I've been thinking about that and I'm still not convinced. In my experience most of the time duplicate code increases cognitive load because every time I suspect a block of code is duplicate I have to go back and check if the other duplicate places do exactly the same thing or something slightly different. Just as DRY can be abused, PRY will be as well, and I'm afraid the consequences will be worse than the consequences of DRY abuse.

Oliver Phillip Roer's avatar

I don't buy it either. At least not as a blanket statement.

For a simple expression as shown here, sure, I'll buy it, PRY away.

For a block of 20 lines of code, I think most would agree to move that to a function, if the alternative was to paste it in many different places in your codebase, especially if a change to one copy would require the same change to the other copies.

So the boring answer is there's no simple answer - it depends. The more interesting question to consider then is how you can tell when to DRY and when to PRY.

pascal martin's avatar

Did everybody miss the "sometime"? Granted, it was not in bold and this colored the statement in a way probably not intended.

Shawn Willden's avatar

For me the deciding factor is whether the chunk's meaning is clearer than the best helper function name I can come up with, which depends on both the complexity of the chunk and on how much I can simplify the reader's cognitive load with a good helper function name.

I actually think Linus' example is a fairly bad one. `(a<<16) + b` looks very simple and straightforward, but it results in undefined behavior for many values of `a` if `a` and `b` are `uint16_t` and should probably add some masks if they're `uint32_t`. Handling this correctly depends on the exact input types and how they're promoted to perform the operation. Having seen too many bugs caused by this sort of naive calculation, when *I* see `(a << 16) + b`, I'm immediately going to stop and scrutinize the input types and value ranges to see whether it's correct. And even if the text of the operation is identical in every case, I'm going to have to check it every time, because the input types might be different.

If `a` and `b` are `uint16_t`, the correct code is `((uint32_t) a << 16) + b`. Without the explicit cast to `uint32_t` what happens is that `a` gets promoted to `int` (whatever that happens to be on the platform) and then shifted. If `int` is 32 bits and the value in `a` is large enough that a `1` gets shifted into the sign bit then you get UB. The cast prevents the promotion to `int` and makes the code work correctly.

In case you think UB doesn't matter because the generated code will compute the right value anyway... not always.
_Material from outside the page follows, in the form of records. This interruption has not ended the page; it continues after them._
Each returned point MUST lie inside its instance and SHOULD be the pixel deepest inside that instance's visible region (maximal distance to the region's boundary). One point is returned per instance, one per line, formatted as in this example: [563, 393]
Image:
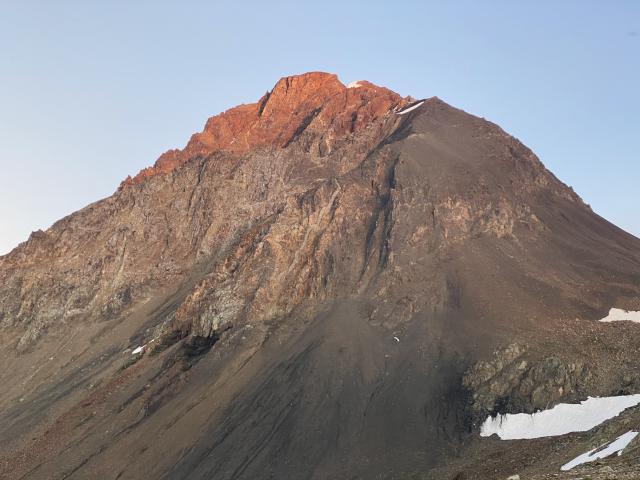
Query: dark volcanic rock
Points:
[309, 280]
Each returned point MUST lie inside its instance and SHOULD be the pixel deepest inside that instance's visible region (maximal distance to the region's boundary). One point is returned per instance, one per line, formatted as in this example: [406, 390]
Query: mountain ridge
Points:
[313, 304]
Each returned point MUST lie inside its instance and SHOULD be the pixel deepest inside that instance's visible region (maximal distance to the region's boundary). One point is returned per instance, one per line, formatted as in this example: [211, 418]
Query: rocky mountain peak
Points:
[314, 101]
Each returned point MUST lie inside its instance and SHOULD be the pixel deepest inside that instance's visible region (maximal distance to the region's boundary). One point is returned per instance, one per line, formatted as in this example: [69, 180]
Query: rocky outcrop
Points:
[513, 382]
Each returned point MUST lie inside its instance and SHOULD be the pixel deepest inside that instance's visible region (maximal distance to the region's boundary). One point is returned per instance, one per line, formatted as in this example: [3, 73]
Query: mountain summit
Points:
[314, 102]
[332, 282]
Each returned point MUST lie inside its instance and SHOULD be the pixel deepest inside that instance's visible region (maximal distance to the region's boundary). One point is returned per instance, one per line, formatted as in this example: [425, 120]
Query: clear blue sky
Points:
[93, 91]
Compilers are free to assume code never produces UB and those assumptions can result in very weird behavior, especially at higher optimization levels.

If `a` and `b` are `uint32_t`, the correct code is `((a & 0xFFFF) << 16) + (b & 0xFFFF)`. The mask on `a` isn't actually necessary, but I think it makes the intent clearer.

Also, I think I'd use `|` instead of `+`. I think it's clearer, and if I saw `+` I'd probably pause for a fraction of a second to convince myself that adding isn't doing something different than just mashing the bits together.

Where Linus was right was that the helper function's name was bad and created ambiguity which would have required the reader to go check the implementation... and then work out the sequence of promotions and calculations to make sure the code wasn't naively wrong. So the bad helper name did indeed make it worse.

But... a *good* helper name would have made it a lot better. A good name would allow me read the calling code and understand what the helper was supposed to be doing without immediately having to go check, and then when I read the helper I'd have been able to rely on the declared argument types, and to check its correctness exactly once, rather than every time the code snippet appeared.

Except in the simplest and clearest cases (which do *not* include many apparently-simple expressions with implicit promotions and which behave differently based on the input types), DRY reduces cognitive load, and PRY increases it.

Mob's avatar

Why do you have to go and check that whether the other duplicates are doing same thing or slightly different?

Shawn Willden's avatar

In this case (and many others, especially with integer arithmetic) it depends heavily on what the input types are. For example, the code Linus was talking about has Undefined Behavior for uint16_ts and some input values.

Vaibhav's avatar

Exactly. If it works why go touch it.

Mob's avatar

If you have to edit many lines because of one single change due to duplication then yes you need to touch it.